Understanding Data Skew in Spark

Jul 10, 2025

Overview

This lecture explains data skew in Apache Spark, its causes, impacts, how to detect it, and examples using Spark jobs and the Spark UI.

What is Data Skew?

  • Data skew occurs when data is unevenly distributed across Spark partitions.
  • Some partitions may have much more data than others, causing unequal processing times.

Detecting Data Skew

  • In Spark UI, jobs may be stuck at the last stage due to a large partition.
  • Event timeline shows most partitions finish early, but one takes much longer.
  • Task summary shows a large gap between minimum and maximum task duration, indicating skewed partitions.

Example of Skewed vs. Ideal Partitioning

  • If a Spark job has five partitions and one is much larger, only one core processes it while others are idle.
  • In an ideal scenario, data is evenly split and all cores finish at roughly the same time.

Operations Causing Data Skew

  • Aggregation (groupBy): Grouping by a key with uneven frequency (e.g., country with more transactions) causes skew.
  • Join Operations: Joining on a skewed key (e.g., product ID or customer ID) results in partitions with far more data.

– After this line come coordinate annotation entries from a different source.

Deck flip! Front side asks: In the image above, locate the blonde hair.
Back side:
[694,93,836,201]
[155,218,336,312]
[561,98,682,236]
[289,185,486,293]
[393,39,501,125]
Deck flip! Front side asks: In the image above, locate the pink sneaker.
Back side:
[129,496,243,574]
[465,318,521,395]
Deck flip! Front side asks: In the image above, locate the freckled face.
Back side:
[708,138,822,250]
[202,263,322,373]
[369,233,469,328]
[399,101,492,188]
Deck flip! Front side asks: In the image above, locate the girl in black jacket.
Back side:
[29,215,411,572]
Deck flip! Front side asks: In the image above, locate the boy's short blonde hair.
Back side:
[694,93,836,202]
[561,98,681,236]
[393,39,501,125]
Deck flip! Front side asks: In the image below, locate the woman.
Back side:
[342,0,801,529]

Why Data Skew is a Problem

  • Jobs take longer to finish, wasting developer time on debugging.
  • Uneven resource utilization leads to idle resources but continued costs.
  • Risk of out-of-memory errors or data spills, as Spark writes excess data to disk and reads it back, slowing processing.

Examples in Spark

  • Uniform data: Using spark.range and checking partition size shows even row counts per partition.
  • Skewed data: Unioning dataframes with different sizes and repartitioning creates partitions with unequal data.
  • Join with skew: Skewed join keys (e.g., customer ID) result in some partitions taking much longer, visible in Spark UI timelines.

Key Terms & Definitions

  • Data Skew — Uneven distribution of data across partitions in a distributed system.
  • Partition — A subset of data in Spark processed by a single core or executor.
  • Executor — A process launched for an application that runs tasks in Spark.
  • Aggregation — An operation that groups data and applies functions like count or sum.
  • Join Key — The field used to combine two datasets in a join operation.
  • Shuffle — Data redistribution across partitions, usually after operations like groupBy or join.

Action Items / Next Steps

  • Review related videos on AQE (Adaptive Query Execution), broadcast joins, and sorting for data skew solutions.
  • Practice detecting and analyzing data skew in your Spark jobs using the Spark UI.